愛おしいとその裏と
隣で映画を見ている横顔、車を運転している時の横顔、なにかを写真におさめている時の横顔。
私を愛でている時の声、気だるい時の声、カッとなった時の声、笑い声。
愛おしい人、という名称がこんなにも似合う。愛おしくて、切なくて、隣でそっと泣きそうになって。100パーセントの愛ではないかもしれないが、120パーセントの恋ではある。
楽しくて、嬉しくて、恋しくて、幸せで、哀しい。ほんの少しの悲しさが、ずっと、抜けない。私の心の隅の隅、炭ほどの小ささで、ずっと。
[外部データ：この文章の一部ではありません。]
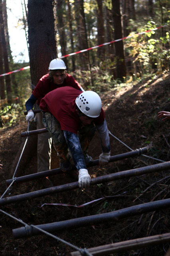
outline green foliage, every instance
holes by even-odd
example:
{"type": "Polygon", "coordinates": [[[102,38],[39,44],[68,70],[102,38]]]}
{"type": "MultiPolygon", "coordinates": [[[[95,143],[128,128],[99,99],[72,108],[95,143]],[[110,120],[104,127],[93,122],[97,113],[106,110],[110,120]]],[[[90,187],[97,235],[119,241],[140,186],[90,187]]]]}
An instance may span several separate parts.
{"type": "MultiPolygon", "coordinates": [[[[153,67],[157,70],[168,69],[170,59],[169,32],[166,32],[164,36],[159,38],[156,36],[155,31],[158,25],[153,21],[149,21],[147,24],[138,29],[138,33],[148,31],[143,34],[136,34],[132,32],[132,36],[126,44],[127,52],[133,57],[133,62],[139,63],[140,71],[142,74],[150,72],[153,67]],[[150,31],[152,30],[152,31],[150,31]]],[[[166,28],[168,30],[168,27],[166,28]]]]}
{"type": "Polygon", "coordinates": [[[18,103],[6,106],[0,110],[0,128],[11,126],[23,118],[23,108],[18,103]]]}

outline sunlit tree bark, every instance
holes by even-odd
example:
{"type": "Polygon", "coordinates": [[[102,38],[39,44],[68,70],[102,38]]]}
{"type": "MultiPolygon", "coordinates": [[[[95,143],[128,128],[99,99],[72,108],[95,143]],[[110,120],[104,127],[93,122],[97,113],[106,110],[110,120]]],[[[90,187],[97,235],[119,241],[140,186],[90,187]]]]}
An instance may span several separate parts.
{"type": "MultiPolygon", "coordinates": [[[[77,25],[78,50],[88,48],[86,22],[84,11],[83,0],[75,0],[75,18],[77,25]]],[[[79,54],[80,68],[82,69],[89,69],[88,52],[79,54]]]]}
{"type": "MultiPolygon", "coordinates": [[[[2,0],[0,0],[0,24],[1,28],[1,32],[2,42],[3,49],[4,64],[5,72],[5,73],[8,73],[10,71],[10,68],[9,66],[7,46],[5,36],[4,22],[3,15],[3,3],[2,0]]],[[[10,104],[12,102],[12,92],[10,75],[6,76],[5,79],[6,84],[8,103],[8,104],[10,104]]]]}
{"type": "MultiPolygon", "coordinates": [[[[112,2],[115,40],[120,39],[123,37],[120,0],[112,0],[112,2]]],[[[115,46],[117,58],[117,78],[122,80],[123,80],[123,78],[126,76],[123,40],[121,40],[115,42],[115,46]]]]}
{"type": "MultiPolygon", "coordinates": [[[[69,0],[67,0],[67,5],[68,7],[68,20],[69,23],[69,34],[70,38],[71,48],[71,52],[74,52],[74,43],[73,35],[73,26],[72,26],[72,17],[71,14],[71,8],[69,0]]],[[[75,56],[71,56],[72,62],[72,71],[74,71],[75,70],[75,56]]]]}
{"type": "MultiPolygon", "coordinates": [[[[103,11],[102,0],[96,0],[98,9],[97,10],[97,44],[102,44],[105,42],[105,29],[104,28],[104,18],[103,11]]],[[[97,49],[97,55],[100,60],[105,59],[105,46],[99,47],[97,49]]]]}
{"type": "MultiPolygon", "coordinates": [[[[4,73],[3,52],[1,38],[1,26],[0,27],[0,74],[4,73]]],[[[5,84],[4,76],[0,76],[0,98],[1,99],[5,98],[5,84]]]]}
{"type": "MultiPolygon", "coordinates": [[[[63,0],[57,0],[57,27],[59,33],[59,43],[61,47],[61,52],[62,56],[67,54],[66,38],[65,31],[65,24],[63,18],[63,12],[65,1],[63,0]]],[[[63,58],[63,60],[65,62],[67,67],[68,67],[67,60],[66,58],[63,58]]]]}
{"type": "MultiPolygon", "coordinates": [[[[6,0],[4,0],[3,2],[3,10],[4,14],[4,24],[5,31],[5,38],[6,42],[6,46],[7,48],[8,55],[10,59],[10,62],[9,63],[10,69],[12,70],[14,65],[14,60],[12,56],[12,53],[11,50],[11,47],[10,43],[10,37],[9,36],[8,28],[8,17],[7,12],[6,10],[6,0]]],[[[13,91],[15,94],[15,96],[18,96],[18,84],[15,79],[15,74],[12,73],[11,75],[12,86],[13,91]]]]}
自信家で能天気な私である。極々ちいさい、自信のない私が、愛おしい人の隣は務まらないと呼びかけている。鬱陶しい。
メンヘラは相手がつくるもの、とよく言うらしいが、例外があるのだと。私とあの子との軋轢が、ソレを産むことがあるのだ。
見たこともないあの子が、愛おしい人の隣にずっといる。お前なんかじゃダメだと言う。私もそう思う。
無言の時間が怖い。あの子のことを考えているのではないかと。私といても楽しくないのではないかと。
ビクビク怯えながら進むこの恋は、物語的には不正解なのだろう。正解も特に見当つかないが。
世界の、この世の摂理的に言わせると、私が当て馬なことは明瞭である。ステップアップのための踏み台。踏み台にでもなれたことを誇りに思うべきか。
ああ。愛おしいのその瞬間を最大限愉しむことも赦されない。所詮ロミオとジュリエットと私。そんなことを考えてしまうのも失礼なのか。
こんなにも不安な恋は初めてで、どうにも怖くて、私が私でいられなくなってしまう。まずすぎる。
愛おしいのに。こんなにも切ないのに。いずれ来るであろう別れのシーンとその理由が脳にこびりついてしまって。
身動きが取れない。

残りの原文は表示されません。